The Conference of Chief Justices in Central and Eastern Europe was launched by
U.S. Supreme Court Chief Justice John Roberts in Prague at the Institute in 2011, and meets annually hosted by different national judiciaries. In October 2015, the Conference met in Croatia and signed the Statement of Principles of the Independence of the Judiciary, also known as the Brijuni Statement, an important reaffirmation of the fundamental principles of judicial independence and integrity. In 2025, the Conference convened in Albania. The most recent Conference took place in June of 2026 in Skopje, North Macedonia, and was organized in cooperation with Macedonia's Supreme Court, with the support of the EU Rule of Law Project.

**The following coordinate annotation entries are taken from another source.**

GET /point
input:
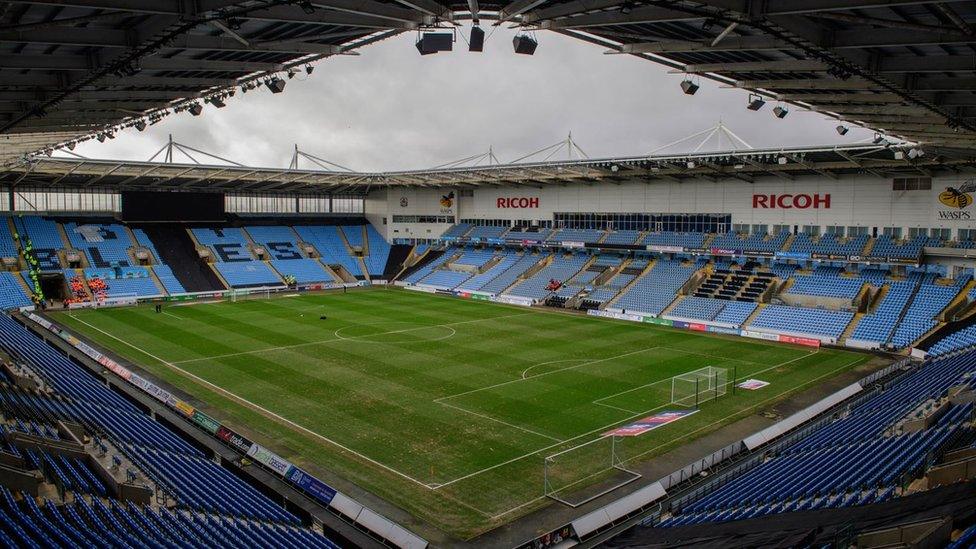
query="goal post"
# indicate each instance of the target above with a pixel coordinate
(691, 389)
(566, 474)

In 2012, CEELI Institute created the Central and Eastern European Judicial Exchange Network for practicing judges committed to the rule of law. Today, the network has grown to over 400 judges from 19 countries in Central and Eastern Europe. In 2017, CEELI launched a program with the U.S. Federal Judicial Center for judges in South Asia, focusing on developing local trainers in the areas of
counterterrorism, transnational organized crime, cybercrime, and narcotics trafficking at the judicial training academies of India, Sri Lanka, and the Maldives. In 2021, CEELI launched the African Judicial Exchange Network, which now consists of approximately 350 judges from eleven Anglophone countries. The CEELI networks focus on promoting judicial independence and integrity. The Institute organizes regular events for the networks to ensure the growth of a supportive peer exchange system. The judges in the CEELI networks compiled over 130 judiciary-related international standards in their "Manual Independence, Impartiality, and Integrity of Justice: A Thematic Compilation of International Standards, Policies, and Best Practices". Currently, CEELI has 26 publications on their website in thirteen regional languages.

In June 2024, Polish Justice Minister and member of the CEELI Institute's Board, Adam Bodnar provided the keynote address at CEELI's Annual Meeting focusing on how Poland succeeded in reversing its decade of rule of law backsliding and is now restoring judicial independence.